HTCondor supplies mechanisms to directly support two policies in which EUP may be useful:

Nice users
A job may be submitted with the submit command nice_user set to True. This nice user job will have its RUP boosted by the NICE_USER_PRIO_FACTOR priority factor specified in the configuration, leading to a very large EUP. This corresponds to a low priority for resources, therefore using resources not used by other HTCondor users.

Remote Users
HTCondor's flocking feature (see section 5.2) allows jobs to run in a pool other than the local one. In addition, the submit-only feature allows a user to submit jobs to another pool. In such situations, submitters from other domains can submit to the local pool. It may be desirable to have HTCondor treat local users preferentially over these remote users. If configured, HTCondor will boost the RUPs of remote users by REMOTE_PRIO_FACTOR specified in the configuration, thereby lowering their priority for resources.

The priority boost factors for individual users can be set with the setfactor option of condor_userprio. Details may be found in the condor_userprio manual page on page [*].


3.4.3 Priorities in Negotiation and Preemption

Priorities are used to ensure that users get their fair share of resources. The priority values are used at allocation time, meaning during negotiation and matchmaking. Therefore, there are ClassAd attributes that take on defined values only during negotiation, making them ephemeral. In addition to allocation, HTCondor may preempt a machine claim and reallocate it when conditions change.

Too many preemptions lead to thrashing, a condition in which negotiation for a machine identifies a new job with a better priority most every cycle. Each job is, in turn, preempted, and no job finishes. To avoid this situation, the PREEMPTION_REQUIREMENTS configuration variable is defined for and used only by the condor_negotiator daemon to specify the conditions that must be met for a preemption to occur. It is usually defined to deny preemption if a current running job has been running for a relatively short period of time. This effectively limits the number of preemptions per resource per time interval. Note that PREEMPTION_REQUIREMENTS only applies to preemptions due to user priority. It does not have any effect if the machine's RANK expression prefers a different job, or if the machine's policy causes the job to vacate due to other activity on the machine. See section 3.5.9 for a general discussion of limiting preemption.

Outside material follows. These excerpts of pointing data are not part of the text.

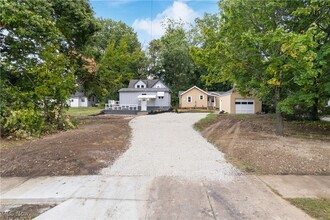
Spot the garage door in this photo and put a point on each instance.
(244, 106)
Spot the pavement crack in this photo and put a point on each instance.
(208, 198)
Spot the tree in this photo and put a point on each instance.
(111, 35)
(111, 31)
(39, 41)
(154, 66)
(179, 70)
(269, 48)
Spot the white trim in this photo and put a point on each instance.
(146, 96)
(135, 86)
(194, 87)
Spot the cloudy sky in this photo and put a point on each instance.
(146, 16)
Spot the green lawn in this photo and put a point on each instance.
(316, 208)
(84, 111)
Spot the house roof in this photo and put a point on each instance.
(144, 90)
(227, 92)
(149, 83)
(210, 93)
(78, 95)
(194, 87)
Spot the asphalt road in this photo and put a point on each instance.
(169, 172)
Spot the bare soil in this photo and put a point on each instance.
(24, 212)
(97, 142)
(250, 143)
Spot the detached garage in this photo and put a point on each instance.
(233, 103)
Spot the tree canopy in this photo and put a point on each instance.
(276, 50)
(39, 41)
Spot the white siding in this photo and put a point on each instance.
(159, 85)
(139, 84)
(78, 102)
(131, 98)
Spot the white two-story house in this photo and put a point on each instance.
(148, 95)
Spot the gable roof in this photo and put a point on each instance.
(194, 87)
(149, 83)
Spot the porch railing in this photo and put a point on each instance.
(114, 105)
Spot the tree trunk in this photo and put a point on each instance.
(314, 113)
(279, 118)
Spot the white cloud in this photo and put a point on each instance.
(179, 10)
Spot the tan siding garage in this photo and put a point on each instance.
(234, 103)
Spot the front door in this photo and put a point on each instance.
(143, 105)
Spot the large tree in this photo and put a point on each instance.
(275, 49)
(118, 65)
(178, 68)
(39, 43)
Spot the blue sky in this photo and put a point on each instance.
(146, 16)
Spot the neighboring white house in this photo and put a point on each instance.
(79, 99)
(143, 95)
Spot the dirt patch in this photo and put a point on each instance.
(249, 142)
(24, 212)
(94, 145)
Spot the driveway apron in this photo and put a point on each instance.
(169, 172)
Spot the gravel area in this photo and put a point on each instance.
(167, 145)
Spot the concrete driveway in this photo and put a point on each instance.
(169, 172)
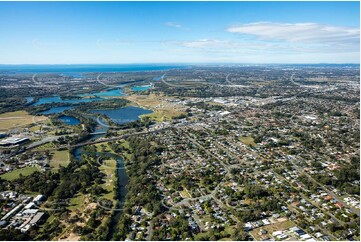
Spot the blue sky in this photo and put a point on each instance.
(179, 32)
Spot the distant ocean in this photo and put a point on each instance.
(78, 69)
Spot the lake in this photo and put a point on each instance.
(56, 110)
(69, 120)
(123, 115)
(108, 93)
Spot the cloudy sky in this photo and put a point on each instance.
(179, 32)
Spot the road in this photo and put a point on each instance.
(331, 193)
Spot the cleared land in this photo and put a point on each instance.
(247, 140)
(18, 119)
(270, 229)
(59, 158)
(108, 168)
(162, 109)
(26, 171)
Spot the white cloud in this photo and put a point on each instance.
(299, 32)
(172, 24)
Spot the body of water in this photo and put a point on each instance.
(69, 120)
(123, 115)
(54, 110)
(107, 93)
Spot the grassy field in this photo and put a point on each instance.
(162, 109)
(16, 173)
(77, 202)
(100, 146)
(108, 168)
(271, 228)
(18, 119)
(59, 158)
(247, 140)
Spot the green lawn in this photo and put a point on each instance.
(247, 140)
(16, 173)
(108, 168)
(59, 158)
(76, 202)
(103, 147)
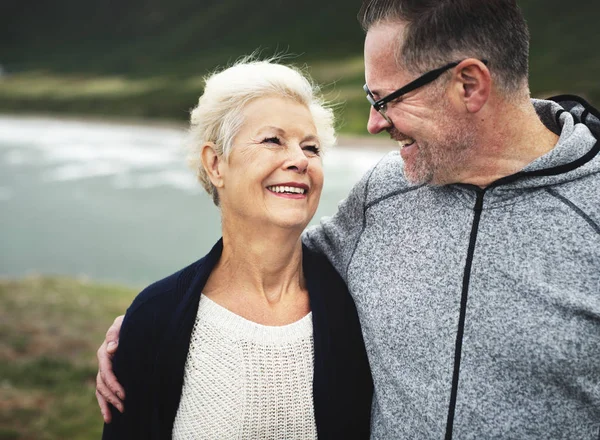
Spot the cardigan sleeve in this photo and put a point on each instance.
(133, 365)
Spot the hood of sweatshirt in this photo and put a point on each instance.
(576, 152)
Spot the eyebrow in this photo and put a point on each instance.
(281, 132)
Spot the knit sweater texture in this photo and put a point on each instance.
(245, 380)
(480, 308)
(155, 338)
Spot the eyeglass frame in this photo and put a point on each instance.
(380, 105)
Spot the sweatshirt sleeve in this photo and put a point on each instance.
(337, 237)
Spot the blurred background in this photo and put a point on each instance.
(95, 198)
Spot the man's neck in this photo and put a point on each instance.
(511, 138)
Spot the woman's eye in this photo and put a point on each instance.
(312, 149)
(272, 140)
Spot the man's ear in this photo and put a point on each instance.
(213, 163)
(473, 84)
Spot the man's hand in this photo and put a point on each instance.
(108, 389)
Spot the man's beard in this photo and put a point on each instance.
(441, 159)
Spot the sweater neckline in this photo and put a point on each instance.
(240, 328)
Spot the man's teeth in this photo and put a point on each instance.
(406, 142)
(287, 189)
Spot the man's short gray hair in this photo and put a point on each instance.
(218, 116)
(443, 31)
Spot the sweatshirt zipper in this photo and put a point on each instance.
(463, 311)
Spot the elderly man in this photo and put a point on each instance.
(473, 253)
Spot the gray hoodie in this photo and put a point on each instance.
(480, 309)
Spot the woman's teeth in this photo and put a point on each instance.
(286, 189)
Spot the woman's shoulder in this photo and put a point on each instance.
(168, 290)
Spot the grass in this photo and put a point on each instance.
(50, 329)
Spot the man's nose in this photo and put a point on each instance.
(377, 122)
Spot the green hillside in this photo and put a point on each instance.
(145, 58)
(50, 329)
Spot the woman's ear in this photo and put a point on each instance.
(212, 163)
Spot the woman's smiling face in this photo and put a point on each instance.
(274, 173)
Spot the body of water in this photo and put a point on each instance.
(116, 202)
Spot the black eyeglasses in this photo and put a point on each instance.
(380, 105)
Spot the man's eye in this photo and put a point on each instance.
(272, 140)
(312, 149)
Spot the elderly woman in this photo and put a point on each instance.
(259, 339)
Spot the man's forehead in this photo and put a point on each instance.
(381, 48)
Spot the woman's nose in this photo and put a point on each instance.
(298, 160)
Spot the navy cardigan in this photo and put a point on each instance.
(155, 337)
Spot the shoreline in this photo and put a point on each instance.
(344, 140)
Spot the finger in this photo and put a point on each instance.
(107, 395)
(104, 409)
(106, 375)
(112, 335)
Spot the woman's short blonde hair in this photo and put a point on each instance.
(218, 116)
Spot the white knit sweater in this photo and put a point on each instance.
(244, 380)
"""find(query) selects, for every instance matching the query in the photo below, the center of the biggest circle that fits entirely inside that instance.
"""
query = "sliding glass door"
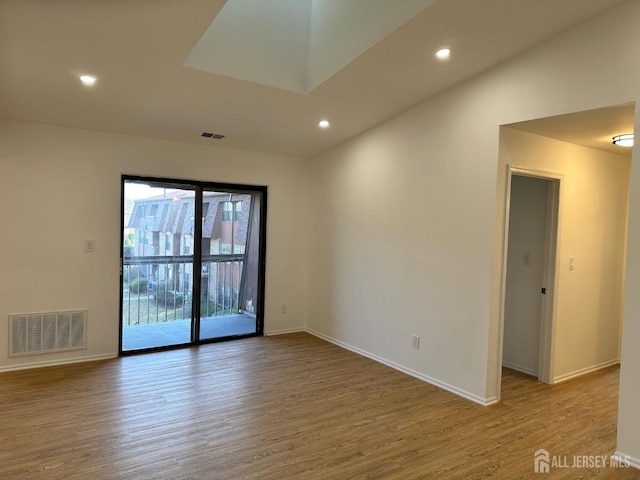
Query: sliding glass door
(192, 263)
(230, 251)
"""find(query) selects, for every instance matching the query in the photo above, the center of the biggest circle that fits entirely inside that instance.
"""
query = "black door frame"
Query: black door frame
(199, 187)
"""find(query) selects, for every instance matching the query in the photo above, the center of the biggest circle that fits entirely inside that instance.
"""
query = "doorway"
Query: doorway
(192, 263)
(530, 259)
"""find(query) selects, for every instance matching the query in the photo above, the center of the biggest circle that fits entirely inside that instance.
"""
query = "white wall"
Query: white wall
(594, 200)
(406, 220)
(523, 299)
(60, 186)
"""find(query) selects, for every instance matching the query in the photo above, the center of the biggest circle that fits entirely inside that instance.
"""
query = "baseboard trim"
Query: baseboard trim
(284, 331)
(518, 368)
(627, 459)
(584, 371)
(54, 363)
(425, 378)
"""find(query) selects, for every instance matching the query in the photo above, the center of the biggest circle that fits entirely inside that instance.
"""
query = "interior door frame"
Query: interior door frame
(550, 275)
(200, 187)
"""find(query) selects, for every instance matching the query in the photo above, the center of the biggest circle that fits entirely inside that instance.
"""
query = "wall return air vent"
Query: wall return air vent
(36, 333)
(216, 136)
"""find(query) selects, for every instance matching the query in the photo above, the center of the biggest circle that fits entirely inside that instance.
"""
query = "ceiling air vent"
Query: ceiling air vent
(217, 136)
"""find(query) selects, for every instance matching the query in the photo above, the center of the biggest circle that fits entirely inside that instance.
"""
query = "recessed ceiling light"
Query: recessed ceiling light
(443, 53)
(625, 140)
(87, 79)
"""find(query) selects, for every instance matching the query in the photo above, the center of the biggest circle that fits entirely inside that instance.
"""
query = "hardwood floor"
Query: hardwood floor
(289, 407)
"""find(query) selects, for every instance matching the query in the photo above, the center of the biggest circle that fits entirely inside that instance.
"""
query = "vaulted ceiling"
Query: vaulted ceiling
(174, 69)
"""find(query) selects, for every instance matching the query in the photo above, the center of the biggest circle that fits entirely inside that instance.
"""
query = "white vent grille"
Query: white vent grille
(34, 333)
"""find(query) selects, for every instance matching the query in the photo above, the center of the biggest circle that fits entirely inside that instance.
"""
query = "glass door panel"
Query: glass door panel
(229, 285)
(157, 265)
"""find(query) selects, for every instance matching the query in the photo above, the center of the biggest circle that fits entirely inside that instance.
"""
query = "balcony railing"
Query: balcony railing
(160, 288)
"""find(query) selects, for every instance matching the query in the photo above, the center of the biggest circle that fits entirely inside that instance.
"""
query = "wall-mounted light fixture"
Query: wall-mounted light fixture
(625, 140)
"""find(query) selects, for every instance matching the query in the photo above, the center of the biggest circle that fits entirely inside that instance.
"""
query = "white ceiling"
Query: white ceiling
(591, 128)
(138, 49)
(296, 44)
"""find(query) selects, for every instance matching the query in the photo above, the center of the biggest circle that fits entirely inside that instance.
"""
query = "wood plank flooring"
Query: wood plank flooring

The following ephemeral attributes may be used within policy definitions. Care should be taken when using these attributes, due to their ephemeral nature; they are not always defined, so the usage of an expression to check if defined such as

  (RemoteUserPrio =?= UNDEFINED)
is likely necessary.

Within these attributes, those with names that contain the string Submitter refer to characteristics about the candidate job's user; those with names that contain the string Remote refer to characteristics about the user currently using the resource. Further, those with names that end with the string ResourcesInUse have values that may change within the time period associated with a single negotiation cycle. Therefore, the configuration variables PREEMPTION_REQUIREMENTS_STABLE and and PREEMPTION_RANK_STABLE exist to inform the condor_negotiator daemon that values may change. See section 3.3.17 on page [*] for definitions of these configuration variables.

SubmitterUserPrio:
A floating point value representing the user priority of the candidate job.
SubmitterUserResourcesInUse:
The integer number of slots currently utilized by the user submitting the candidate job.
RemoteUserPrio:
A floating point value representing the user priority of the job currently running on the machine. This version of the attribute, with no slot represented in the attribute name, refers to the current slot being evaluated.
Slot<N>_RemoteUserPrio:
A floating point value representing the user priority of the job currently running on the particular slot represented by <N> on the machine.
RemoteUserResourcesInUse:
The integer number of slots currently utilized by the user of the job currently running on the machine.
SubmitterGroupResourcesInUse:
If the owner of the candidate job is a member of a valid accounting group, with a defined group quota, then this attribute is the integer number of slots currently utilized by the group.
SubmitterGroup:
The accounting group name of the requesting submitter.
SubmitterGroupQuota:
If the owner of the candidate job is a member of a valid accounting group, with a defined group quota, then this attribute is the integer number of slots defined as the group's quota.
RemoteGroupResourcesInUse:
If the owner of the currently running job is a member of a valid accounting group, with a defined group quota, then this attribute is the integer number of slots currently utilized by the group.
RemoteGroup:
The accounting group name of the owner of the currently running job.
RemoteGroupQuota:
If the owner of the currently running job is a member of a valid accounting group, with a defined group quota, then this attribute is the integer number of slots defined as the group's quota.
SubmitterNegotiatingGroup:
The accounting group name that the candidate job is negotiating under.
RemoteNegotiatingGroup:
The accounting group name that the currently running job negotiated under.
SubmitterAutoregroup:
Boolean attribute is True if candidate job is negotiated via autoregoup.
RemoteAutoregroup:
Boolean attribute is True if currently running job negotiated via autoregoup.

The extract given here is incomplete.